A forrmer member of the US PGA tour, Nitties has been in the wilderness, playing the Australasian Tour and mini-tours, since losing his playing status on the second-tier web.com tour in America in 2015 

“Yeah, it’s a sad way to go down considering another win might have got me some playing rights somewhere in the world because I currently have no status, but it was a great week,” Nitties said. “Considering I was a four-footer away from losing the first match, it was pretty positive stuff getting to the finals.”

Aphibarnrat, 28, claimed his fourth European Tour title with a two and one win, requiring just five holes as he nailed an eagle and then a birdie to seal victory.

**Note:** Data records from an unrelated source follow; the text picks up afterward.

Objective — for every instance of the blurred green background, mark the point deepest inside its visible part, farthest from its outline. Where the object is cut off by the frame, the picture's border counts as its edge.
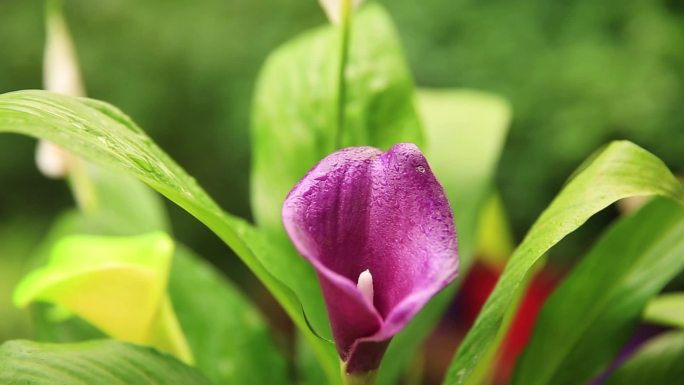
(578, 73)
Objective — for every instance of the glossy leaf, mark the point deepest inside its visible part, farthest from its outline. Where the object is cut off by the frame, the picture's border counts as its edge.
(294, 125)
(103, 362)
(294, 118)
(102, 134)
(465, 132)
(608, 291)
(621, 170)
(659, 361)
(668, 310)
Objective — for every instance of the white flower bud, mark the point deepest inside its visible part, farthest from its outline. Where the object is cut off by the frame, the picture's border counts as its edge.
(365, 285)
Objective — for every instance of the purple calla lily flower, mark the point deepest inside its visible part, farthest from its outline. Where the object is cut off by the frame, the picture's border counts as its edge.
(378, 230)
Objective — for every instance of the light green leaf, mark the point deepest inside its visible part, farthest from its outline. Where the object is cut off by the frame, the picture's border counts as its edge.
(465, 133)
(668, 310)
(608, 291)
(102, 278)
(659, 361)
(122, 205)
(230, 341)
(102, 134)
(104, 362)
(619, 171)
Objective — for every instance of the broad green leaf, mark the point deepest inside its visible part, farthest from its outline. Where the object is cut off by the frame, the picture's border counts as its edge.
(659, 361)
(122, 205)
(608, 291)
(294, 120)
(102, 134)
(118, 284)
(230, 341)
(621, 170)
(103, 362)
(668, 309)
(465, 132)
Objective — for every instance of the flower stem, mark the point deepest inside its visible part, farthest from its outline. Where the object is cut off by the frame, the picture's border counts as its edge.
(345, 32)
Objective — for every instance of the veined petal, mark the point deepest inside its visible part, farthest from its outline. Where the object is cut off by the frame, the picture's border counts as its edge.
(360, 209)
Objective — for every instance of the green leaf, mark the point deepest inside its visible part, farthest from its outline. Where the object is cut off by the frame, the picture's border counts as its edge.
(230, 341)
(295, 107)
(465, 132)
(295, 123)
(668, 310)
(104, 362)
(608, 291)
(102, 134)
(102, 278)
(619, 171)
(659, 361)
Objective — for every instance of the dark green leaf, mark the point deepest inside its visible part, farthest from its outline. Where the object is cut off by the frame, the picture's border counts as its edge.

Nitties made a bright start to the decider with a birdie at the first, but wayward drives at the second and third holes opened the door for the world No.53.

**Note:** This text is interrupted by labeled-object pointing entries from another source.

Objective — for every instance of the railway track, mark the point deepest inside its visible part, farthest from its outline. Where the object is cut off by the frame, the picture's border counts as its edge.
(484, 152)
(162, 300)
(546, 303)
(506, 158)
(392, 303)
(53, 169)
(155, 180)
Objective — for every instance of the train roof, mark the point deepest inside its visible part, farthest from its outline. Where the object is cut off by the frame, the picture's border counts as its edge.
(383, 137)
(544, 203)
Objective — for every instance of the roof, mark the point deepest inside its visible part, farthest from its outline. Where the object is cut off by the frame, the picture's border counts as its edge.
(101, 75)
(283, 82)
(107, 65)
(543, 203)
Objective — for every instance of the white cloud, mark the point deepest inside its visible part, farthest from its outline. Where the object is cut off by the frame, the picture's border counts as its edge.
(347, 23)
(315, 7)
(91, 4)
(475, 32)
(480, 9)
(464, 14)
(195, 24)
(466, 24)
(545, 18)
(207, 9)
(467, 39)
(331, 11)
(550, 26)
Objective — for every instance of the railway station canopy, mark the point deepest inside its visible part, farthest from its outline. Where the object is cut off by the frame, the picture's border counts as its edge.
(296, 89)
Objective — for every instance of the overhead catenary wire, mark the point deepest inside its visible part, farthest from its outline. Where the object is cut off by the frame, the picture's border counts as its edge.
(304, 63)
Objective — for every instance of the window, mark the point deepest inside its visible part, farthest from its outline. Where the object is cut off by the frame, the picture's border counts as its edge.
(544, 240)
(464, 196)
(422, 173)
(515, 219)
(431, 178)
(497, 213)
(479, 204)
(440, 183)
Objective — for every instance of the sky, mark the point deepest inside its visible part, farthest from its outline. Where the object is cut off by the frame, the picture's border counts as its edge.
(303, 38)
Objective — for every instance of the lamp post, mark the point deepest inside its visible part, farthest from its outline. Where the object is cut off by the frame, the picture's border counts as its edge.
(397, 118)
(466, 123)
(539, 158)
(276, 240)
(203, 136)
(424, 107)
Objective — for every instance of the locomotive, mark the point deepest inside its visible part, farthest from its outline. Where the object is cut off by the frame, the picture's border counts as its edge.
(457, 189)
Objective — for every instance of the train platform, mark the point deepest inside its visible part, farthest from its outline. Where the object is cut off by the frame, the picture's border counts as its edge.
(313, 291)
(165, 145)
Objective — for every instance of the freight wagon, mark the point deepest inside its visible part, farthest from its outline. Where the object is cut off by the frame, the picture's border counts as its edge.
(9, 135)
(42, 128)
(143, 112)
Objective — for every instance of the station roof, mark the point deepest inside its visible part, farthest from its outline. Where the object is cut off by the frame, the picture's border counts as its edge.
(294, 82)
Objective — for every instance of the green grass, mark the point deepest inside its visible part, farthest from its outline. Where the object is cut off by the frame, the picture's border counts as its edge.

He wasted his first chance but not the second. The Thai took the lead on the fourth hole, the 302m par-4 14th, with an eagle. He then clinched victory with a birdie on the fifth hole - the course's 135m par-3 12th.

“Yeah, I wasn’t hitting my driver well off the tee,” Nitties lamented. “I managed to Houdini my way out of a couple of lies and get a couple of birdies, but he was too good. He went eagle and birdie down the stretch, which pretty much got it done for him.”

Aphibarnrat was a late addition to the tournament and was the last man to qualify for Sunday's 24-man final field – surviving a four-hole shoot out.

Nitties finished tied for 11th after the 54 holes of stroke play. He took an extra hole to beat Nick Cullen in the first round of matchplay before accounting for Dimi Papadatos one-up.

In an all-hunter quarter-final against Toronto’s Cal O’Reilly, Nitties drained two long putts to win one-up and also had the flat stick firing in the semi-final win over Sam Horsfield (two and one).

O’Reilly finished a tie for fifth and earned $56,270 – the biggest cheque of his fledgling career.

After scraping into the top 24, Aphibarnrat beat Ben Eccles, Yusaku Miyazato, Andrea Pavan and Lucas Herbert, the last in a six-hole shootout.

“Yeah, it’s just been an awesome week,” Aphibarnrat said. “I don’t know how to explain, but I’m so happy. Last few months I’ve been getting really close and finally I’ve done it. James is playing so good but he’s just unlucky at the end. I believe if he keeps doing what he does, one day he’ll be joining our tour for sure.”